Through its 55 seasons, the Eugene Saturday Market has remained artist-oriented and anti-mass production. Every vendor at the market has to go through an approval process from the standards committee to ensure their products are entirely self-made and original. Artists must also be present during the market.
“You’re not allowed to hole away in your studio and pay someone to run your booth. It’s very much a more intimate endeavor,” Thompson said. Of course, many artists will have family members help them out when business gets busy.
Promoting artist originality and evolving the standards committee has been difficult for the market employees to work around in the digital age — especially with AI art.

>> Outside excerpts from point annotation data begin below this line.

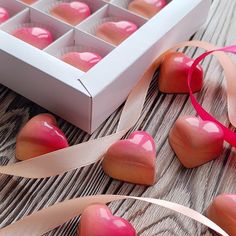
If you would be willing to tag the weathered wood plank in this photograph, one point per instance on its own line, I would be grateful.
(194, 188)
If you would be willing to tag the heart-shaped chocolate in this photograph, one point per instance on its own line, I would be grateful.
(71, 12)
(82, 60)
(222, 211)
(174, 74)
(29, 1)
(97, 220)
(132, 159)
(36, 36)
(4, 15)
(146, 8)
(39, 136)
(115, 32)
(195, 141)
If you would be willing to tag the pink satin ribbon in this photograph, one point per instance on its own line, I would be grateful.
(229, 135)
(84, 154)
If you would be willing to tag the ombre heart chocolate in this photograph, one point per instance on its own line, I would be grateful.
(39, 136)
(4, 15)
(97, 220)
(195, 141)
(116, 32)
(82, 60)
(222, 211)
(71, 12)
(36, 36)
(132, 159)
(174, 74)
(29, 1)
(146, 8)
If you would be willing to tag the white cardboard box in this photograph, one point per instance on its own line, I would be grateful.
(87, 99)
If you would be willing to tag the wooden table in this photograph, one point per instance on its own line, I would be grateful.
(193, 188)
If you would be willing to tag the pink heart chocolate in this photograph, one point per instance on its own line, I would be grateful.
(39, 136)
(174, 74)
(116, 32)
(146, 8)
(222, 211)
(72, 12)
(36, 36)
(195, 141)
(97, 220)
(29, 1)
(82, 60)
(4, 15)
(132, 159)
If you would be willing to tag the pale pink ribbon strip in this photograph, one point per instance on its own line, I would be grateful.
(84, 154)
(49, 218)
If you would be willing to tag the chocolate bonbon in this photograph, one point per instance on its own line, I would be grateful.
(29, 1)
(132, 159)
(40, 135)
(195, 141)
(98, 220)
(71, 12)
(115, 32)
(34, 35)
(4, 15)
(146, 8)
(174, 72)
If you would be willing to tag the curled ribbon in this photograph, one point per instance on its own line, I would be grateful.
(84, 154)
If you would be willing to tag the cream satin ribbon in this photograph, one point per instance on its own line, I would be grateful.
(47, 219)
(84, 154)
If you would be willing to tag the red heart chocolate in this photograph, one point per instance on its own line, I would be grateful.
(132, 159)
(39, 136)
(195, 141)
(97, 220)
(174, 74)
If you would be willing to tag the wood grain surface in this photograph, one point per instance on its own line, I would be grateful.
(193, 188)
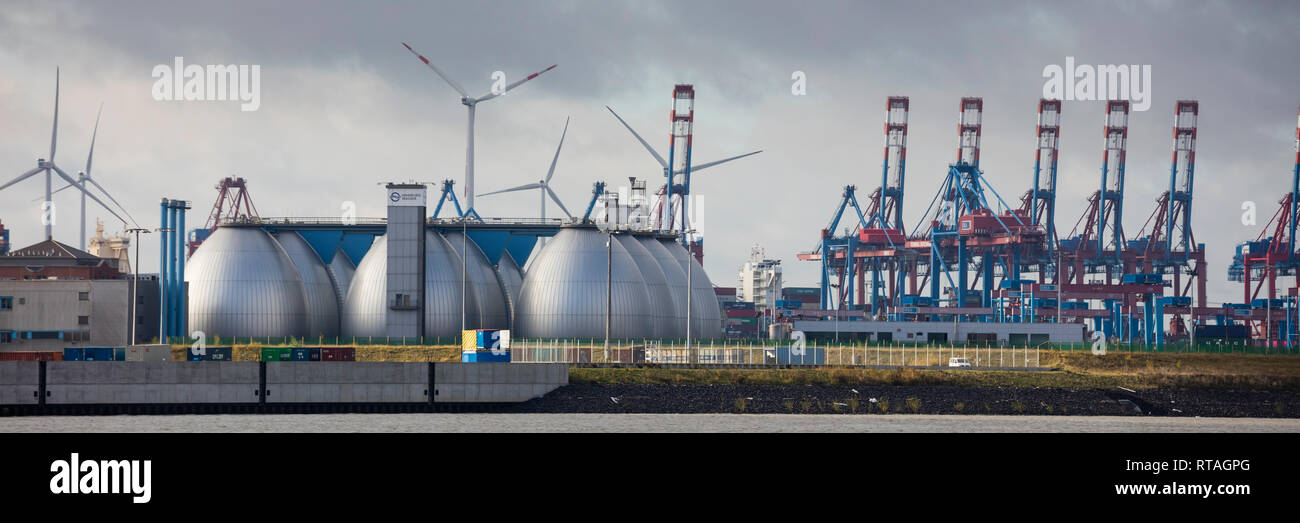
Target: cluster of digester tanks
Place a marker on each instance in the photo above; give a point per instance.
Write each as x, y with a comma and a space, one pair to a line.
245, 281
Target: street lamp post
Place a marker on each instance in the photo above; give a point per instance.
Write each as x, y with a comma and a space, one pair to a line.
163, 302
690, 295
135, 279
464, 251
609, 289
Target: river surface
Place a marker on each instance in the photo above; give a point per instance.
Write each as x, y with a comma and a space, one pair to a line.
637, 423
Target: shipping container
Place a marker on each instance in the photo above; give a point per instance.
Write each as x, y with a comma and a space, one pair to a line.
148, 353
307, 354
1238, 332
277, 354
211, 354
485, 357
917, 301
31, 355
338, 354
796, 357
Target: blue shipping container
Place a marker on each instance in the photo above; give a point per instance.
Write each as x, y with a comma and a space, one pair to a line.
809, 357
485, 357
307, 354
212, 354
488, 338
98, 354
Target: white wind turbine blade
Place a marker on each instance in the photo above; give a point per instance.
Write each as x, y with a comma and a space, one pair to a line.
664, 164
53, 133
701, 167
492, 95
558, 202
514, 189
445, 77
60, 190
551, 171
21, 177
111, 198
69, 180
91, 155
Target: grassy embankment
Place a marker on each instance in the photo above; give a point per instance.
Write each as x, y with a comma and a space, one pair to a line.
1077, 370
1074, 370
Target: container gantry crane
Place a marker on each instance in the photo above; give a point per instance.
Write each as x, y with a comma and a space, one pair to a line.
233, 203
1170, 246
1270, 255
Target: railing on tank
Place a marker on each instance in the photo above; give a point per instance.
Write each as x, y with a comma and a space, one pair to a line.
299, 220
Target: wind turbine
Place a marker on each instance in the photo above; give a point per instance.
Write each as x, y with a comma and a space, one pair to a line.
667, 171
469, 104
48, 168
83, 176
545, 184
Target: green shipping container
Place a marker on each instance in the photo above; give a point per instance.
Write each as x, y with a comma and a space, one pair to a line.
277, 354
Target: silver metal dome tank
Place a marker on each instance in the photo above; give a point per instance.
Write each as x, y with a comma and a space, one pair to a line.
564, 290
493, 306
321, 297
511, 280
662, 311
243, 284
341, 271
706, 315
365, 308
676, 281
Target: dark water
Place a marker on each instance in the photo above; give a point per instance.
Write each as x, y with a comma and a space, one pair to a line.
637, 423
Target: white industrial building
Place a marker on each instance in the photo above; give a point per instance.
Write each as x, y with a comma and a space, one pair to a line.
759, 280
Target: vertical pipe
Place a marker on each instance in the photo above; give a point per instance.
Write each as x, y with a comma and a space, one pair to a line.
987, 298
163, 276
170, 269
182, 303
962, 260
1295, 194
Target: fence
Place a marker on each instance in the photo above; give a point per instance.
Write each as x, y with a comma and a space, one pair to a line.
1210, 346
728, 353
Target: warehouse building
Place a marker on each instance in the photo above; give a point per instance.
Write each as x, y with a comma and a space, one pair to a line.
53, 295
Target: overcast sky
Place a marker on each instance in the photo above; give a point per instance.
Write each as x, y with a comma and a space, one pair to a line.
345, 106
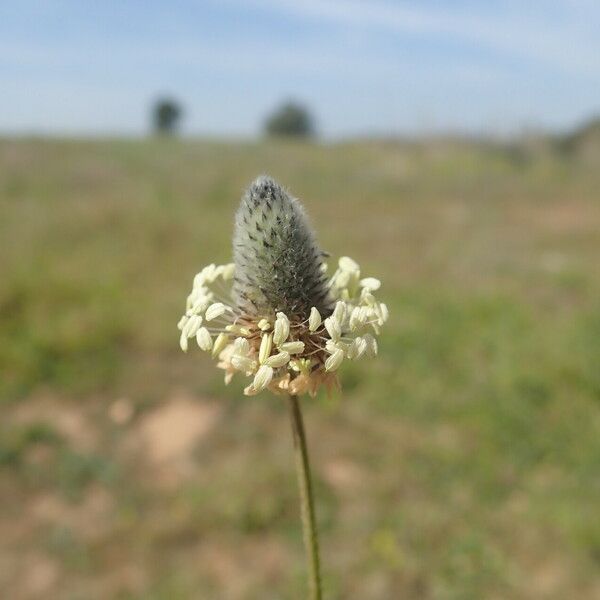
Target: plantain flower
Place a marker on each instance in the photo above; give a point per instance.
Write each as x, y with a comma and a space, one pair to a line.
274, 315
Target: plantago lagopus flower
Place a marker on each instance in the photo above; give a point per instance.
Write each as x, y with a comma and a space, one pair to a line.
274, 314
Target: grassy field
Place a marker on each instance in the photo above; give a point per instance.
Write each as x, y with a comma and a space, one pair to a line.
463, 463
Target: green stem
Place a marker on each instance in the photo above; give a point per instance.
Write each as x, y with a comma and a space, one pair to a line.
307, 505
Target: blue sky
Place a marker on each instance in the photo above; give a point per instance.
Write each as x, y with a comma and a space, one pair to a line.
378, 66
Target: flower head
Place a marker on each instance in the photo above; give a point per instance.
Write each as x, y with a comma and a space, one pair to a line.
274, 314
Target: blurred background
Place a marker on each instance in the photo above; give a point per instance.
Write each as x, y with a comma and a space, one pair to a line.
451, 148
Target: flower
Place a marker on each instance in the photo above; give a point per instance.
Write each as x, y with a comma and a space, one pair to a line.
273, 314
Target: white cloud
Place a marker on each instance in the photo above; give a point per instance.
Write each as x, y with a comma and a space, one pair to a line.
566, 44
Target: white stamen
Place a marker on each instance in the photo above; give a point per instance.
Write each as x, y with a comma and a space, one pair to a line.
370, 283
334, 361
263, 378
278, 360
204, 339
347, 264
314, 321
220, 343
281, 330
339, 311
333, 328
265, 347
292, 347
215, 310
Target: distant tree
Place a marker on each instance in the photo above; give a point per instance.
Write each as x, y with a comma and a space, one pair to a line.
290, 120
166, 114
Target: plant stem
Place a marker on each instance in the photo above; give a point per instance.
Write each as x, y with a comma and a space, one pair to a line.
307, 505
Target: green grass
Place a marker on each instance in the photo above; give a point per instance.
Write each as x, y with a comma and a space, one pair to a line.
462, 463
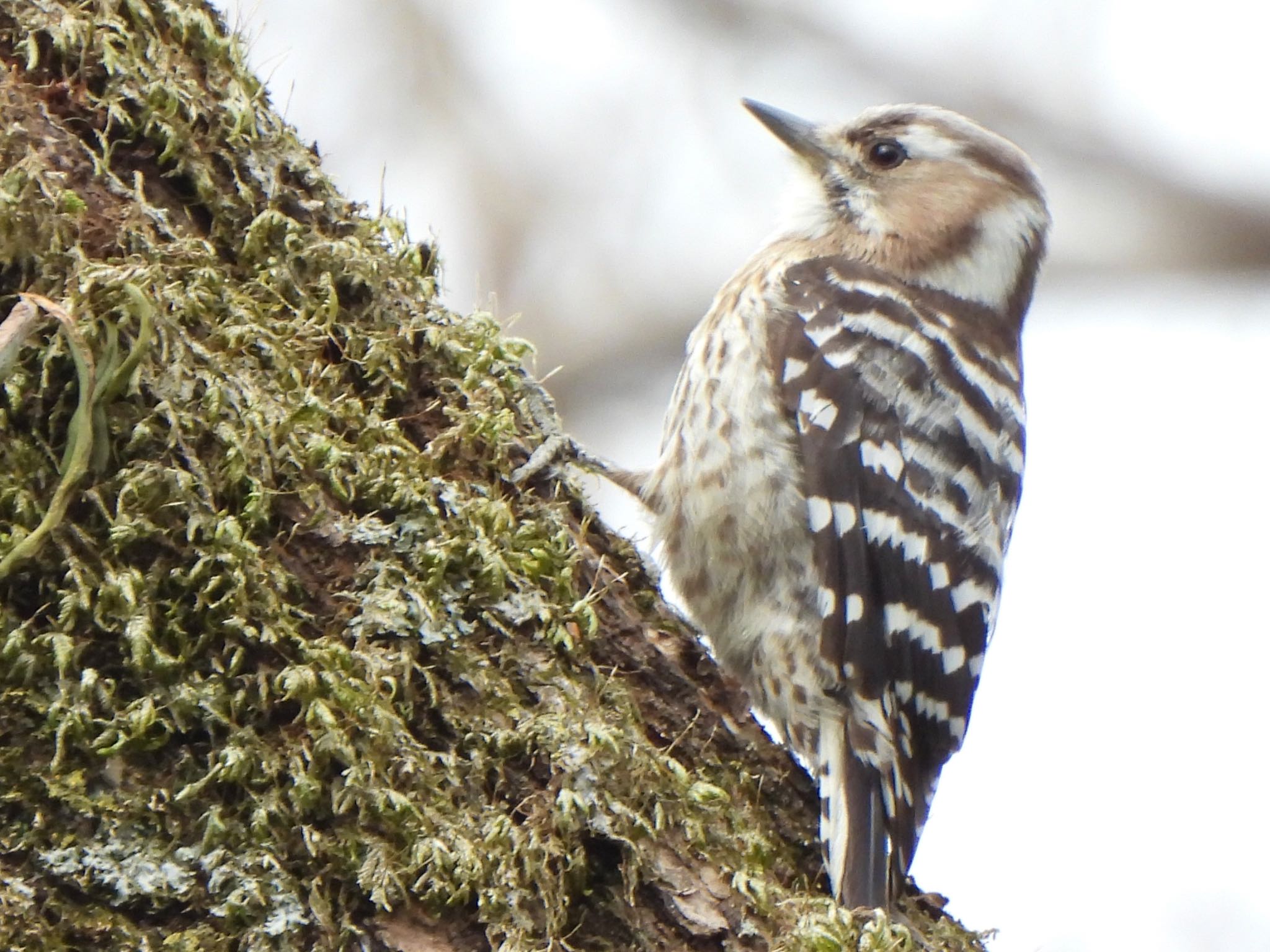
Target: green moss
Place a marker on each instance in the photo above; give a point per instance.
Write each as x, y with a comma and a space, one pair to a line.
299, 651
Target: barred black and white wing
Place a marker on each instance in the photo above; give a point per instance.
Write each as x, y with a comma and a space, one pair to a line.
910, 418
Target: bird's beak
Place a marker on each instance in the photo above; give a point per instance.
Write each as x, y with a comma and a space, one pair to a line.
797, 134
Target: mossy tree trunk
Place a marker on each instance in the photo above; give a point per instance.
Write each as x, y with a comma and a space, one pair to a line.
286, 659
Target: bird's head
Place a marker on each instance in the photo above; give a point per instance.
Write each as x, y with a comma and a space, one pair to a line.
925, 195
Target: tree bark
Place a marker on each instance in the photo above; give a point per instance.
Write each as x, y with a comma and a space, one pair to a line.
287, 660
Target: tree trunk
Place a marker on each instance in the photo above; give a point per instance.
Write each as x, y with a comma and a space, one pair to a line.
287, 662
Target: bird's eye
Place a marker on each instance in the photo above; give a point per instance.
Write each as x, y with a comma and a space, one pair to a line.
887, 154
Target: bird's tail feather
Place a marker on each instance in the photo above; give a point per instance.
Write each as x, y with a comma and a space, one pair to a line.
853, 823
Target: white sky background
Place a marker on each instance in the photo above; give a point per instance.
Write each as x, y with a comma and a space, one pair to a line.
588, 164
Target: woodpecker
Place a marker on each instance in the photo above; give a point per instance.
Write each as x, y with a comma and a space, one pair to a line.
842, 461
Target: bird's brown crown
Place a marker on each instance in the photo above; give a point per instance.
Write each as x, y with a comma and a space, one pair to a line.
921, 193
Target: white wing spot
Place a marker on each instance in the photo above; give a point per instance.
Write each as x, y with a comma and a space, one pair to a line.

“How do we adjust to AI art? We don’t,” Lee-Hutson said. “We have said, ‘Sorry, at this time we can’t do AI art because we don’t have enough information to create a standard.’”
She said recently, someone failed the approval process because they were using a non-original design for their crafts. Once they modified their products to be based on their own designs, they were allowed to start selling again.
“It could have been terrible,” Lee-Hutson said. “And yet, here she was, inspired now to do new things.”
While the market is dedicated to the artists, the artists are equally dedicated to showing up rain or shine, an unofficial motto of the market.
“I think it’s really very interesting to see the spirit of human artistry,” Thompson said. “And making sure that we don’t lose out on those arts that have been existent in our society for hundreds if not thousands of years.”
McWhorter has a custom bike trailer made by Eugene brand Human Powered Machines that she uses to carry her art to the market every Saturday.
“I’ve been using that since 2009 and I just feel like, I don’t know how much longer I’ll be able to do it, but I’m certainly gonna do it as long as I can,” McWhorter said.
In past years, vendors would have an additional opportunity to sell on the East block on Tuesdays. Now they more or less plug holes for the farmers’ market without taking up a whole park block. Lee-Hutson says the plan is to open the East block back up spring 2025 for Tuesday markets.
Eugene Saturday Market will reopen April 6 and run through Nov. 2. This year’s return should be exciting for community members from all backgrounds.